Do you know that along with the benefits of boredom is also the benefit of not filling your mind with more content than it can actually possibly process fully in a day? Even benign information about friends at the amount that many of us have taken in (my feed was at the thousands) is not actually possible to digest, not only that, but it’s detrimental to your mental health and body. Again. Getting bored. Important. If you want to think your own thoughts and feel your own innate voice and what is important for it to say, staying out of the popular culture fray of dictated this is the important thing for you to be figuring out and have an opinion on thing is pretty amazing to avoid.

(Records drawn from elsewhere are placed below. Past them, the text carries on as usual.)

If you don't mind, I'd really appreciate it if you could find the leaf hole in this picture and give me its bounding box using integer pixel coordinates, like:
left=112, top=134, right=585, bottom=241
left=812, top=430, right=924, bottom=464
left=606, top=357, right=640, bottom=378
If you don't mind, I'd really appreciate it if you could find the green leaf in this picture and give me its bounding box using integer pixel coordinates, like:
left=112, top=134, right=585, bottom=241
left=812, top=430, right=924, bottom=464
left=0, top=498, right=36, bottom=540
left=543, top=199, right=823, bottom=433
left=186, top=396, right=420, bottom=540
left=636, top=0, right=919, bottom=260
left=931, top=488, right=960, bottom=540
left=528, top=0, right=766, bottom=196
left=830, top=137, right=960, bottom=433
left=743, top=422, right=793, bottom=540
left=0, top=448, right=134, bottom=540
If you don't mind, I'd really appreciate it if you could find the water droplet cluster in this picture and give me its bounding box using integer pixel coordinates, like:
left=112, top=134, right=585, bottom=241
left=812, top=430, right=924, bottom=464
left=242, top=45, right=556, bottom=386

So, why this email? I thought it was time to respectfully say hello and fill you in. I feel this loving thread with those of you here, on this list. We have had some beautiful and meaningful exchanges over the years and many of you supported me in bringing out Love Bomb, and many of you connected to me through the You Matter groups. And while I let go of steering the You Matter ship, many of the groups are actually still going either under the same name or a new one. I’ve kept the Napa one going though we’re also on sabbatical now ha. Rest. Holidays. Do Less.
And what is next for us here? Well. I’m letting that gestate. I am slow creating. I am a creator so I know that there is more bubbling up (okay admittedly there are many book ideas written down). But I’m also really consciously working to allow what arises to be that of depth. An artistic arising connected to the divine within expressing to the divine without. Maybe I’ll touch my blog again. We’ll see. No deadlines.
So there you have it. My little update :).